Dignity is the right of a person to be treated ethically as well as being valued and respected for who they are. For healthcare professionals dignified care means recognizing and honoring patients’ capacities and ambitions. While patient dignity is a core tenant of healthcare staff training, it is also critically important to consider the role of the built environment to support dignity for both patients and staff.
Dignity can be defined by four main factors:
Respect – Respect includes self-respect, respect for others, respect for peoples’ privacy, and conﬁdentiality.
Autonomy – Autonomy includes having choices, being able to make decisions, rights, needs, and independence.
Empowerment – Empowerment includes feelings of being important and valuable, self-esteem or self-worth, and pride.
Communication – Communication includes clear information, language, intuitive wayfinding and directional cues, and privacy.
Here are five considerations for designing dignified environments:
1. Design as a Beacon – Too often, mental health and treatment program facilities exist in hidden spaces kept out of sight from the public. We aim to create spaces which bring a sense of pride to those who enter. By considering each step of the end-user experience, from the street approach to the quality of finishes, we aim to thoughtfully apply design aesthetics to create a welcoming facility from the very earliest interactions. Welcoming patients, clinicians, and the community into a space that is beautifully designed to support the specific needs and identity of the users is a meaningful way to communicate the intrinsic value of the patients and clients within those spaces.
In initial design discussions, Compass Health requested a sense of grandeur within their new facility located in Everett, Washington. After years of making do with an aging building, the goal for their Phase II building, housing both inpatient and outpatient behavioral healthcare, was to create a space that anyone would feel proud to enter. The stigma of mental health treatment was stripped away by prioritizing a grand, double-height entry and foyer that highlights exterior garden space. The exterior finishes were selected to be warm and welcoming.
Compass Health’s Phase II: The entry design uses scale, richly colored materials, and nature to evoke a warm welcome to all who enter.
2. The Power of Choice – In design, when we do not acknowledge the vast spectrum of human needs, we strip away the ability to exercise autonomy and control over our surroundings. Design that is mindful of autonomy, considers a variety of mental states, capabilities, traumas, and preferences to create dynamic spaces which allow people to choose the experience that fits their needs best in that moment. Avoiding the stress of being in an uncomfortable space allows patients and clients to receive care while in the best possible mindset. It also reduces negative associations that may become barriers for seeking care in the future. In many cases, mental health, housing, or medical facilities unintentionally strip away the opportunities for personal choice due to logistics and procedures, but thoughtful communication with providers allows designers to construct opportunities for choice and autonomy within even the highest acuity patient types.
The design team on the Alameda Senior Respite and Primary Care Facility acknowledged the importance of choice and autonomy in the design of the new 30,000 sq. ft. facility serving Alameda County in California. The design, which creates permanent supportive housing for an aging subset of the local homeless population, thoughtfully addresses the need for individual choice by completely rethinking the approach to lighting design throughout the building. Acknowledging the impact of harsh or bright lighting, uncomfortable lighting when resting, or a lack of lighting when trying to read and relax, the design team prioritized indirect lighting throughout all patient spaces, designed hallways outside of bedrooms to dim to the lowest levels allowed by code during quiet hours, and coordinated a wall sconce with controls at each bedside for residents. These simple, yet impactful, solutions allow residents to have autonomy over their surroundings in a way many of us would take for granted.
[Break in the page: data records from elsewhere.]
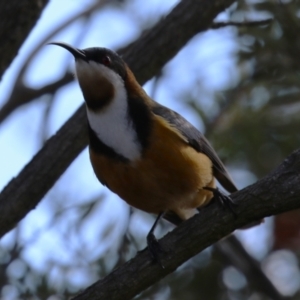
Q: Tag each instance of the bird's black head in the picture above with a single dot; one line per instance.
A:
(99, 55)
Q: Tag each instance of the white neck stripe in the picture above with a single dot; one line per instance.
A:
(112, 125)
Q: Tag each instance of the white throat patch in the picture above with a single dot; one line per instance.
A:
(111, 124)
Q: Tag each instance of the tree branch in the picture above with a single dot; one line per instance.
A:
(17, 18)
(276, 193)
(157, 46)
(217, 25)
(22, 94)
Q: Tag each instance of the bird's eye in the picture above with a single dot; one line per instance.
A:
(106, 60)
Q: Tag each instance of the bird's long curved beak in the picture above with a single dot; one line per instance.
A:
(77, 53)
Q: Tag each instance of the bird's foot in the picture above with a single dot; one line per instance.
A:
(226, 201)
(154, 248)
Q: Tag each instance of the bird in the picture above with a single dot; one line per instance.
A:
(146, 153)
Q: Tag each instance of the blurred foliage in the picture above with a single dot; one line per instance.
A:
(254, 126)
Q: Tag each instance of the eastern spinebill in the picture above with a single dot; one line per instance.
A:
(146, 153)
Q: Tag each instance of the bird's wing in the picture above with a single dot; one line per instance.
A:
(196, 140)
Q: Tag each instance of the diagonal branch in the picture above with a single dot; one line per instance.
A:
(17, 18)
(157, 46)
(276, 193)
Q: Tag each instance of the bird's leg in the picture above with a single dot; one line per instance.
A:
(226, 201)
(153, 245)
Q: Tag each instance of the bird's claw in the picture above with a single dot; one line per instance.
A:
(154, 248)
(225, 201)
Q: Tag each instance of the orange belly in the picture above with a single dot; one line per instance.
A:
(169, 176)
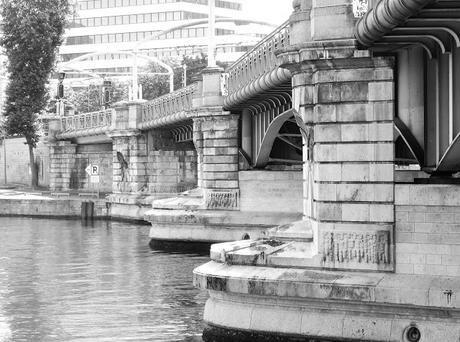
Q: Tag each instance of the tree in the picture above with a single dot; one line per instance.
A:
(90, 99)
(154, 86)
(32, 32)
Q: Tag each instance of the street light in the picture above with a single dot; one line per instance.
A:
(211, 35)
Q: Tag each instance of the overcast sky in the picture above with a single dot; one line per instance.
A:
(273, 11)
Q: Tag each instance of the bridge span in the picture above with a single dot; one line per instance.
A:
(329, 151)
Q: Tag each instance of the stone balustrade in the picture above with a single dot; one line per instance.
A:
(258, 69)
(168, 109)
(93, 123)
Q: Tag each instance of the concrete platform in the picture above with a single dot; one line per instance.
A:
(291, 304)
(185, 218)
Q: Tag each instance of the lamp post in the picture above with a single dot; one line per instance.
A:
(211, 35)
(60, 95)
(184, 66)
(4, 158)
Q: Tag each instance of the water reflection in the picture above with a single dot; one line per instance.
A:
(64, 281)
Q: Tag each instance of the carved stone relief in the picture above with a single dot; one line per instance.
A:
(369, 248)
(360, 8)
(222, 199)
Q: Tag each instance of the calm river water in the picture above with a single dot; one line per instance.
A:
(64, 281)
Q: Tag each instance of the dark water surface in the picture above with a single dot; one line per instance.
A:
(63, 281)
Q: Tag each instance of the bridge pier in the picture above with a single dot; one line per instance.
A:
(216, 140)
(362, 274)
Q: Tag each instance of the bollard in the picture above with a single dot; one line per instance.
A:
(87, 210)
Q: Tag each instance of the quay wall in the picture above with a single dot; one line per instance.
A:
(50, 207)
(427, 229)
(69, 161)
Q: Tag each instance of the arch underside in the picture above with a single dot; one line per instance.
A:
(433, 26)
(282, 142)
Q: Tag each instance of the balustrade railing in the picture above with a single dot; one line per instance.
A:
(168, 107)
(77, 122)
(259, 60)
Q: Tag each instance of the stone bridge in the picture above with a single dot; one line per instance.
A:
(340, 131)
(206, 136)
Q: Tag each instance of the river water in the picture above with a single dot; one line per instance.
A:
(61, 280)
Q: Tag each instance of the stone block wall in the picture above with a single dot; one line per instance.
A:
(273, 191)
(62, 162)
(68, 163)
(172, 171)
(427, 232)
(97, 154)
(17, 162)
(129, 162)
(348, 106)
(215, 135)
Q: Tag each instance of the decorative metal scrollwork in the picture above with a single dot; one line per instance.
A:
(360, 8)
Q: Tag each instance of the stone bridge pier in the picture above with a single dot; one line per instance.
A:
(356, 267)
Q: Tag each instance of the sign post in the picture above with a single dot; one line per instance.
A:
(93, 171)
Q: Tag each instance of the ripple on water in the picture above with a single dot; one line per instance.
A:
(61, 281)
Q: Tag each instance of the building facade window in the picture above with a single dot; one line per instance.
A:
(97, 4)
(136, 18)
(137, 36)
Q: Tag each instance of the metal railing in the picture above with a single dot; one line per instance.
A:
(78, 122)
(169, 108)
(259, 60)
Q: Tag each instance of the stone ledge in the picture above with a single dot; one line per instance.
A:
(377, 288)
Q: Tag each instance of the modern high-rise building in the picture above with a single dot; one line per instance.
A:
(109, 27)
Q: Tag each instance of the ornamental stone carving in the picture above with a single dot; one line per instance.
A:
(345, 247)
(222, 199)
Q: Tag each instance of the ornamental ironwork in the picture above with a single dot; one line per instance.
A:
(168, 109)
(360, 8)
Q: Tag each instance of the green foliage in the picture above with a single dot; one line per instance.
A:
(90, 99)
(154, 86)
(33, 30)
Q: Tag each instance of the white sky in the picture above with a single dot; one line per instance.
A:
(272, 11)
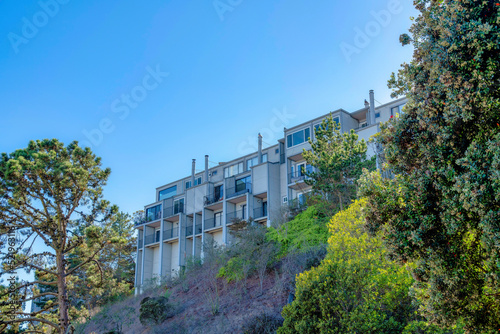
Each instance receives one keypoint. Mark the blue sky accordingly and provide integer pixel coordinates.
(155, 83)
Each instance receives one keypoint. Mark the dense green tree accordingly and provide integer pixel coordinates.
(338, 160)
(355, 289)
(442, 211)
(49, 192)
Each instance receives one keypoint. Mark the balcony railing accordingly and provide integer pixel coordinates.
(198, 229)
(240, 189)
(211, 199)
(152, 238)
(259, 212)
(189, 230)
(170, 233)
(298, 176)
(173, 210)
(231, 216)
(213, 222)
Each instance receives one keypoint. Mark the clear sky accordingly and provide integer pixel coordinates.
(156, 83)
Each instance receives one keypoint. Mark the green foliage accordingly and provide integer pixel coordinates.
(338, 159)
(445, 213)
(307, 229)
(355, 289)
(234, 269)
(154, 310)
(262, 324)
(53, 194)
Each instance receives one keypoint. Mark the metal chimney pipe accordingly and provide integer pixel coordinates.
(193, 170)
(372, 107)
(206, 168)
(260, 148)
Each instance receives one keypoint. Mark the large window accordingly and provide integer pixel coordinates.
(153, 213)
(335, 119)
(255, 161)
(233, 170)
(167, 193)
(243, 184)
(218, 193)
(298, 137)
3. Safety over Security – We deserve to feel safe in our environments, and increasingly, facilities are moving towards providing a friendly face at entry points to help visitors feel welcome in lieu of uniformed security, which can be particularly traumatizing for many populations. Through collaboration with staff and clinicians, we can facilitate safety by designing clear pathways of visibility for observation and engagement that does not feel intrusive. Doing so allows visitors and residents to maintain their sense of independence and autonomy while remaining safe. Intentionally designed spaces which focus on relationship building increase the safety of patients while also increasing the likelihood of positive experiences and returns for subsequent care in the future.
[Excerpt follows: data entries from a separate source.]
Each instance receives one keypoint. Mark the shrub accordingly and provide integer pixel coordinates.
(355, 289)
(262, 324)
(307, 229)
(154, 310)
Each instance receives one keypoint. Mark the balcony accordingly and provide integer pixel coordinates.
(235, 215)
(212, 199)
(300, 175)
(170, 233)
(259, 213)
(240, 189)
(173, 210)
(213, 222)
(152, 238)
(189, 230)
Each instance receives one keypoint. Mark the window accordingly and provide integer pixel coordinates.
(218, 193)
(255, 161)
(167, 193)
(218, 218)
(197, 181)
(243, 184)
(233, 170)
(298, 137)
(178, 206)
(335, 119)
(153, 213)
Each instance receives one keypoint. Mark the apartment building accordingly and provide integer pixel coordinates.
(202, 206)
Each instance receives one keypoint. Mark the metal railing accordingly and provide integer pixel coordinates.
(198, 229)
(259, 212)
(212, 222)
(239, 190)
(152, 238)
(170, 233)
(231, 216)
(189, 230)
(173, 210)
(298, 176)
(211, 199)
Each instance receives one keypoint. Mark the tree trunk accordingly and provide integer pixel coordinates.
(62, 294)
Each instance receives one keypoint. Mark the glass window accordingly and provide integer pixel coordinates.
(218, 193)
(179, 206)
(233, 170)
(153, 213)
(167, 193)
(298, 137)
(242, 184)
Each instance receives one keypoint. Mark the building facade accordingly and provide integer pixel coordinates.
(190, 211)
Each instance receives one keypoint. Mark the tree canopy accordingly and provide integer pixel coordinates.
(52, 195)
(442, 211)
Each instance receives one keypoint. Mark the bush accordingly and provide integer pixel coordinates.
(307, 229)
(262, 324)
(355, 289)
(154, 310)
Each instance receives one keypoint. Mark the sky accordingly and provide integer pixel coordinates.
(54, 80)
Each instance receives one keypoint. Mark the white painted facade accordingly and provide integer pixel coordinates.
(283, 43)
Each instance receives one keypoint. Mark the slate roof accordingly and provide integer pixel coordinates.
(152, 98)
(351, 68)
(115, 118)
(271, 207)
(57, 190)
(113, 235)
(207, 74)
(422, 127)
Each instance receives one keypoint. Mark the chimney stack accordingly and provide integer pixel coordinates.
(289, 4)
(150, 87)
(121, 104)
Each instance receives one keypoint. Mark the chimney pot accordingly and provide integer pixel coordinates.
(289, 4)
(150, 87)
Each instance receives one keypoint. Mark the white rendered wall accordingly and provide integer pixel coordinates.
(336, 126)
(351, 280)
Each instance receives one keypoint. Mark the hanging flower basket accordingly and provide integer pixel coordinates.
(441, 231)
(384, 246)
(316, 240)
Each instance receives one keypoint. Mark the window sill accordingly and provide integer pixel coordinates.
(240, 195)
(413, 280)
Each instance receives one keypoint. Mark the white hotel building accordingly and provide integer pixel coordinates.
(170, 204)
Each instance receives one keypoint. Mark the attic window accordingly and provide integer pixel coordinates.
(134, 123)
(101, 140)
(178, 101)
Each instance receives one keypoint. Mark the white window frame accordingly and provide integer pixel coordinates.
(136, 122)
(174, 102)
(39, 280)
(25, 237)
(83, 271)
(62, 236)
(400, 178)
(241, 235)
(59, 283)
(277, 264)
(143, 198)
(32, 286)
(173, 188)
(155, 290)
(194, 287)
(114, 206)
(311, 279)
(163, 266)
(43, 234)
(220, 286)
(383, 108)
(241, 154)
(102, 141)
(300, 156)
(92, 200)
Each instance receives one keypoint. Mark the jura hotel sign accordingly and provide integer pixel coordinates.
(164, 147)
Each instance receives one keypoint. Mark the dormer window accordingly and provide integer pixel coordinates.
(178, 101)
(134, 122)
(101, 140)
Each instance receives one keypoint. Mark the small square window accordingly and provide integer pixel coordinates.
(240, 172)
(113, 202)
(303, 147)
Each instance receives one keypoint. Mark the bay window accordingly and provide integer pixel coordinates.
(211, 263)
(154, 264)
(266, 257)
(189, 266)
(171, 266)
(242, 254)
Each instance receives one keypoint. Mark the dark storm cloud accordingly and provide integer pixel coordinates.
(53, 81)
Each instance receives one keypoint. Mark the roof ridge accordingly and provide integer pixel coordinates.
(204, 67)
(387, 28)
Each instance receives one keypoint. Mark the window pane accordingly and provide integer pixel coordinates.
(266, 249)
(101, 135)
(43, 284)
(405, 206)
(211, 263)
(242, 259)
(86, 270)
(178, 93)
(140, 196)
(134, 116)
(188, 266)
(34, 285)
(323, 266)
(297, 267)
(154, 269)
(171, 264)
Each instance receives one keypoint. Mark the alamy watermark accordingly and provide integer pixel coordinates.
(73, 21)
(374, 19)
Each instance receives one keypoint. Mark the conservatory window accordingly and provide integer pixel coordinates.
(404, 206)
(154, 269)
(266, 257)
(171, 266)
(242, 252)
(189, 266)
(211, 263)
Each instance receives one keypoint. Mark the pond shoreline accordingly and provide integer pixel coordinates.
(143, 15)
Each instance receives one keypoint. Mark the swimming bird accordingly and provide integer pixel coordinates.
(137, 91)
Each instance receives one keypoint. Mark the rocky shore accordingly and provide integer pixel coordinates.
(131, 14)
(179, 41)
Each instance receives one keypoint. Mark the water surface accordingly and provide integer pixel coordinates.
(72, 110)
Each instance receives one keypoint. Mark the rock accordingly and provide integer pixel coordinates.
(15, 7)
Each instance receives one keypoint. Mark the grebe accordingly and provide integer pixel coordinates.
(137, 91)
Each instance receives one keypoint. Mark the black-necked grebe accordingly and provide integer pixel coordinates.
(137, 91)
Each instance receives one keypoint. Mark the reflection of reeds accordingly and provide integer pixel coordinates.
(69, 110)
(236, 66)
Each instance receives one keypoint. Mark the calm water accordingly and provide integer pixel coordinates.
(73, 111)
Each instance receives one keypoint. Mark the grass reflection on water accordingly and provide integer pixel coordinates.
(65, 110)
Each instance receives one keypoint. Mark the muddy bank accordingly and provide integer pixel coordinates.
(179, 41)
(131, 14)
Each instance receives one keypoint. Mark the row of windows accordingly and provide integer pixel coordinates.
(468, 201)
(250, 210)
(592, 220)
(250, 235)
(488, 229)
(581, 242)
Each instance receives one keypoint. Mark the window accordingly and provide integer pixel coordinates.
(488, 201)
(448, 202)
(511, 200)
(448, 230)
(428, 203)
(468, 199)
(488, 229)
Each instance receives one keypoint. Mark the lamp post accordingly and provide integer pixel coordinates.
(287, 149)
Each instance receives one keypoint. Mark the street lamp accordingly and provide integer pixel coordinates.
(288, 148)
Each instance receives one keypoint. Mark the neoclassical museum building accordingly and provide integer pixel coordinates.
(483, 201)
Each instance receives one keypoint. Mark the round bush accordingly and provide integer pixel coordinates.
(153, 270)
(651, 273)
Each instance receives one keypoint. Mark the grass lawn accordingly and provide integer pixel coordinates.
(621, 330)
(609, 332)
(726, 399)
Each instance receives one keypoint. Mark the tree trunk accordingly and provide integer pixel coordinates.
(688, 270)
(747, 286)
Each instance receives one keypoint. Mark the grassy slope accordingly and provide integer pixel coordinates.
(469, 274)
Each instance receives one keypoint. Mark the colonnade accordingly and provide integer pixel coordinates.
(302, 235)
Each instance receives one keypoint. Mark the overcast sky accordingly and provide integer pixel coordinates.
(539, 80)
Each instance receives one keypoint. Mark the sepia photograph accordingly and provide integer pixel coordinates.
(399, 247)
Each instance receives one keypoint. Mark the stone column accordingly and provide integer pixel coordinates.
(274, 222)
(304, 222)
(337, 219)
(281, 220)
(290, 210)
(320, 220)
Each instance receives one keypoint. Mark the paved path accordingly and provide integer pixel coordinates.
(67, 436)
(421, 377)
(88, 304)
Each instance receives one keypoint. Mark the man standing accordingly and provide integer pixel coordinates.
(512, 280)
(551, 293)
The inpatient floors for Compass Health were laid out around a central nurse station allowing care teams to maintain a direct line of sight to all patient spaces, including the outdoor patient areas. Whereas other facilities require patients to be accompanied by a staff member to outdoor or group spaces, the clear paths of visibility allow patients to move from space to space unaccompanied, fostering independence while ensuring staff are aware of any interactions which may require their attention. Similarly, opportunities for passive observation in outpatient areas allow for easy circulation and a friendly face at various reception desks to assist first-time visitors and clients, as well as to foster connection with staff in various areas throughout the lobbies.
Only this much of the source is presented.